Impact of the Microfinance Movement
- Poverty Alleviation:
- NABARD’s Role: NABARD provides refinance to institutions that further lend to the rural poor.
- Self-Help Group (SHG) Bank Linkage Program: This is the world’s largest microfinance program, which has benefited 17.8 crore households and 144 lakh SHGs.
- SHGs are groups (typically 8-10 women) who save and work together, enabling them to secure loans with joint liability.
- Entrepreneurship Promotion: Microfinance supports small businesses by providing working capital (e.g., thread for a sewing machine).
- Approximately 46% of microfinance loans go to families with an income of less than ₹2,000.
- Empowerment of Women: A remarkable 88% of SHGs linked with these banks are women-led, exemplified by initiatives like Kudumbashree, highlighting the significant empowerment of women through microfinance.
- Financial Inclusion: MFIs fill the gap left by large banks, bringing previously “financially invisible” families into the formal financial system.
- In the last decade, their client base has grown to 140 million families.
- Social Impact: Beyond financial services, MFIs like Ujjivan Small Finance Bank (through its “Chote Kadam” initiative) also contribute to social development, such as improving primary healthcare, based on the logic that healthy borrowers are more likely to repay loans.
Government Initiatives to Promote Microfinance
- Self-Help Group Bank Linkage Program: Encourages SHGs to form, produce, and access bank loans.
- Mudra Yojana: Provides microcredit up to ₹20 lakh without collateral for small businesses.
- NBFC-MFI Flexibility: RBI has allowed Non-Banking Financial Companies (NBFCs) to act as Business Correspondents (BC’s), extending banking services to remote areas.
- NABARD Refinance: NABARD provides low-cost loans to MFIs, enabling them to offer cheaper loans to the poor.

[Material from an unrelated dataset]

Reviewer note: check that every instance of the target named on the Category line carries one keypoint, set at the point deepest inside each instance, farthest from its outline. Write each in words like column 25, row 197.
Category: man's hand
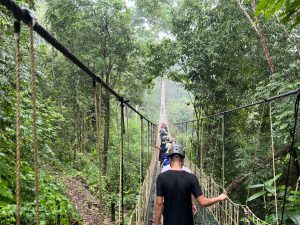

- RBI Framework (2022): RBI introduced a comprehensive framework in 2022, defining loan limits, repayment methods, and ethical recovery practices for MFIs to prevent exploitation.
Challenges
- Over-indebtedness: Borrowers often take loans from multiple MFIs leading to debt traps and sometimes suicides.
- Limited Scope: MFIs primarily focus on small business loans, often neglecting other crucial needs like housing or agricultural equipment.
- Low Financial Awareness: Many borrowers lack the financial literacy to manage their loans effectively.
- Regional Disparity: Microfinance has seen greater success in South India (e.g., Tamil Nadu, Kerala) compared to North India.
Measures that can Improve the Effectiveness of MFI
- Borrower Protection: Limit the number of lenders a single borrower can access to prevent over-indebtedness.
- Diversification of Services: Classify MFIs by sector (e.g., housing, agriculture, small businesses) to broaden their service offerings and meet varied borrower needs.
- Capacity Building: Actively provide financial literacy education, empowering borrowers to make informed financial decisions.
- Learning from Best Practices: There is a need to study and understand the functioning of successful models from southern states and replicate them in other regions for balanced development.
- Sustainability: Ensure that MFIs maintain their own profitability to remain viable while continuing to serve the poor.
- Technology Integration: Leverage mobile technology for loans and payments to enhance speed, transparency, and efficiency.
- Regulation: Strengthen RBI oversight to prevent exploitation, ensuring MFIs remain distinct from traditional moneylenders.
Conclusion
The microfinance movement has done commendable work till now. Balancing social impact with financial viability is key to making microfinance a true instrument of inclusive growth.